# Training Neural Networks with Keras

### Goals: 
- Intro: train a neural network with `tensorflow` and the Keras layers

### Dataset:
- Digits: 10 class handwritten digits
- http://scikit-learn.org/stable/modules/generated/sklearn.datasets.load_digits.html#sklearn.datasets.load_digits

In [None]:
import matplotlib.pyplot as plt
import numpy as np
from sklearn.datasets import load_digits

digits = load_digits()

In [None]:
digits.images.shape

In [None]:
digits.data.shape

In [None]:
digits.target.shape

In [None]:
sample_index = 45
plt.figure(figsize=(3, 3))
plt.imshow(digits.images[sample_index], cmap=plt.cm.gray_r,
           interpolation='nearest')
plt.title("image label: %d" % digits.target[sample_index]);

## Train / Test Split

Let's keep some held-out data to be able to measure the generalization performance of our model.

In [None]:
from sklearn.model_selection import train_test_split


data = np.asarray(digits.data, dtype='float32')
target = np.asarray(digits.target, dtype='int32')

X_train, X_test, y_train, y_test = train_test_split(
    data, target, test_size=0.15, random_state=37)

In [None]:
X_train.shape

In [None]:
X_test.shape

In [None]:
y_train.shape

In [None]:
y_test.shape

## Preprocessing of the Input Data


Make sure that all input variables are approximately on the same scale via input normalization:

In [None]:
from sklearn import preprocessing


# mean = 0 ; standard deviation = 1.0
scaler = preprocessing.StandardScaler()
X_train = scaler.fit_transform(X_train)
X_test = scaler.transform(X_test)

# print(scaler.mean_)
# print(scaler.scale_)

In [None]:
X_train.shape

In [None]:
X_train.mean(axis=0)

In [None]:
X_train.std(axis=0)

Let's display the one of the transformed sample (after feature standardization):

In [None]:
sample_index = 45
plt.figure(figsize=(3, 3))
plt.imshow(X_train[sample_index].reshape(8, 8),
           cmap=plt.cm.gray_r, interpolation='nearest')
plt.title("transformed sample\n(standardization)");

The scaler objects makes it possible to recover the original sample:

In [None]:
plt.figure(figsize=(3, 3))
plt.imshow(scaler.inverse_transform(X_train[sample_index:sample_index+1]).reshape(8, 8),
           cmap=plt.cm.gray_r, interpolation='nearest')
plt.title("original sample");

In [None]:
print(X_train.shape, y_train.shape)

In [None]:
print(X_test.shape, y_test.shape)

## Preprocessing of the Target Data


To train a first neural network we also need to turn the target variable into a vector "one-hot-encoding" representation.

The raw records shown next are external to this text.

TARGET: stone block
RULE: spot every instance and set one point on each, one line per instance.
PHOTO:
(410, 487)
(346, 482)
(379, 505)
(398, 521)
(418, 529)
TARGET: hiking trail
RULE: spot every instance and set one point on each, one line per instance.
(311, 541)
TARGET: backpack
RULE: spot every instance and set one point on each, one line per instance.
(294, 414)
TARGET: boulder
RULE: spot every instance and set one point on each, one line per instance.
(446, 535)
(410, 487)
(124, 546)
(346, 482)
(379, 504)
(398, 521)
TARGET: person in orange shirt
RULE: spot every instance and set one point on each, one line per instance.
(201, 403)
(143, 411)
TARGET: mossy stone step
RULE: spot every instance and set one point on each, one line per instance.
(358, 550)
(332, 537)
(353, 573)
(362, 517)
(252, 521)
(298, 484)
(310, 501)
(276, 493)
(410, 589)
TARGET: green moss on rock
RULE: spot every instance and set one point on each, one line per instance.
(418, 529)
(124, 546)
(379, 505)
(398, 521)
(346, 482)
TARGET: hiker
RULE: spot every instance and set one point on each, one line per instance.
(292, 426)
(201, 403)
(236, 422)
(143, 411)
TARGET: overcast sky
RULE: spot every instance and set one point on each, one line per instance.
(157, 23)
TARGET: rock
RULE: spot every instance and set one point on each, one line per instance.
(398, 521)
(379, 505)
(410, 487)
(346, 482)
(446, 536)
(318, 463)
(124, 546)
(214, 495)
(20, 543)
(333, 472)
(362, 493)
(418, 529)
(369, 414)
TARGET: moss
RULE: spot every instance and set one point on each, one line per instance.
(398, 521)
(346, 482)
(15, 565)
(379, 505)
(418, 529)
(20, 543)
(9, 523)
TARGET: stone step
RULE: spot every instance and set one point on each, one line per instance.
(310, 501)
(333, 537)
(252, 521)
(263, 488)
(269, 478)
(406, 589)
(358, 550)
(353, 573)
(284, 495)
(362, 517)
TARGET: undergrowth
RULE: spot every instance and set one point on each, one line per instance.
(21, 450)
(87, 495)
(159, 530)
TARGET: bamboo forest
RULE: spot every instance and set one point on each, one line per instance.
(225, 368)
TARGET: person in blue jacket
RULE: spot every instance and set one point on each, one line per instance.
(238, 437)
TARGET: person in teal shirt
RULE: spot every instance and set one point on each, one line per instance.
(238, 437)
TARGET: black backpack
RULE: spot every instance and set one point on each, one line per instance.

Here are the labels of the first samples in the training set encoded as integers:

In [None]:
y_train[:3]

Keras provides a utility function to convert integer-encoded categorical variables as one-hot encoded values:

In [None]:
from tensorflow.keras.utils import to_categorical

Y_train = to_categorical(y_train)
Y_train[:3]

In [None]:
Y_train.shape

## Feed Forward Neural Networks with Keras

Objectives of this section:

- Build and train a first feedforward network using `Keras`
    - https://www.tensorflow.org/guide/keras/overview
- Experiment with different optimizers, activations, size of layers, initializations

### A First Keras Model

We can now build an train a our first feed forward neural network using the high level API from keras:

- first we define the model by stacking layers with the right dimensions
- then we define a loss function and plug the SGD optimizer
- then we feed the model the training data for fixed number of epochs

In [None]:
from tensorflow.keras.models import Sequential
from tensorflow.keras.layers import Dense
from tensorflow.keras import optimizers

input_dim = X_train.shape[1]
hidden_dim = 100
output_dim = Y_train.shape[1]

model = Sequential()
model.add(Dense(hidden_dim, input_dim=input_dim, activation="tanh"))
model.add(Dense(output_dim, activation="softmax"))

model.compile(optimizer=optimizers.SGD(learning_rate=0.1),
              loss='categorical_crossentropy', metrics=['accuracy'])

history = model.fit(X_train, Y_train, validation_split=0.2, epochs=15, batch_size=32)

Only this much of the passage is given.